Thursday, November 10, 2005

Motivation?

I've completely lost all motivation. I don't know where it is but it's definitely not under the bed because I just looked. And then I lost the motivation to look anymore. Ha ha. Un-motivated but still damn funny. It's got to be the overwhelming gray blahness of the weather that's sucking the life out of me. I have a ton of work to do for the college - freelance design stuff for the residences, a questionnaire for the alumni association, a grade summary for my class not to mention everything I need to get done for my grad school applications! Grrrr!
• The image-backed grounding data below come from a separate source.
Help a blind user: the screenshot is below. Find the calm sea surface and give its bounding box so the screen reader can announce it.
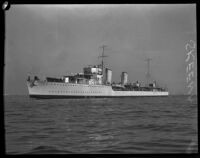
[4,95,198,154]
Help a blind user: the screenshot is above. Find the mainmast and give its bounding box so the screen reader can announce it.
[145,58,152,85]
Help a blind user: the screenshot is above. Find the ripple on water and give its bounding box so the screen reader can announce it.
[5,95,198,154]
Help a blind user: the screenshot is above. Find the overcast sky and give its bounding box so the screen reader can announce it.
[4,4,196,95]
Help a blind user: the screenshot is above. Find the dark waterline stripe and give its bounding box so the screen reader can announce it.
[29,95,168,99]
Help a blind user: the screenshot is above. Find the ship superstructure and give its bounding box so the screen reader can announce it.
[27,47,169,98]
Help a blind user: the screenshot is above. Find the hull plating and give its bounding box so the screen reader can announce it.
[27,81,169,98]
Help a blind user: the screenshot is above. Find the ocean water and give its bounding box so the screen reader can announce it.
[4,95,198,154]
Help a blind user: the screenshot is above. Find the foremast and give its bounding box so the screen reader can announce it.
[98,45,108,82]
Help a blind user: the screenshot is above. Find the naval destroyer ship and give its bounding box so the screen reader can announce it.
[27,47,169,98]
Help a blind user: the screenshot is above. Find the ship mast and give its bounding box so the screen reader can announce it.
[145,58,152,85]
[99,45,108,75]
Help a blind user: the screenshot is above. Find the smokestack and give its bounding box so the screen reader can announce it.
[121,72,128,85]
[105,68,112,84]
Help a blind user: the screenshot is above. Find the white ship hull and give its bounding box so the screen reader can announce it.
[27,81,169,98]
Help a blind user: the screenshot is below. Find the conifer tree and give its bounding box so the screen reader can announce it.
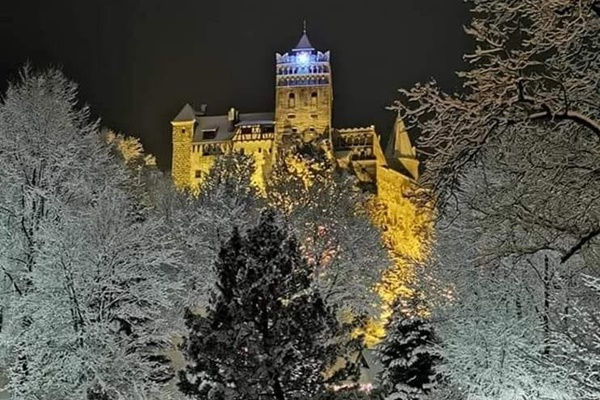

And I've just had 3 days off in a row (okay, I had to go in to do a bank deposit one of the days but really that was a 3 hour excursion including travel time) and still I've accomplished nothing! Nothing! Well, yesterday I did a painting. Actually it's 3 little canvases but one painting. I think I might even like it. But I almost didn't finish that either as it was frustrating me a whole lot so I gave up and went off to the coffee shop to do some reading for my grad school stuff which I lost the motivation for after an hour. ONE hour. What the hell?! I was diligently reading and making happy notes for later reference and after an hour I'd only made it through the introduction to the damn book! It's like my brain has turned to mush. I might as well go get me some acrylic nails and frosty highlights right now because there's nothing left for me from an intellectual perspective. And my stomach hurts. Because of the crunches. Because the trainer at my gym is obviously trying to kill me. Alot. I'm only motivated to go to the gym because I'm afraid if I don't show up they'll come looking for me. Scary group. :-) Oh god. Now I have to go have a shower and get ready because today is another big banking day. Why does the shower have to be so far away? Could someone come and drag me over to the bathroom? I think I could manage it from there. No? What kind of friends are you people?!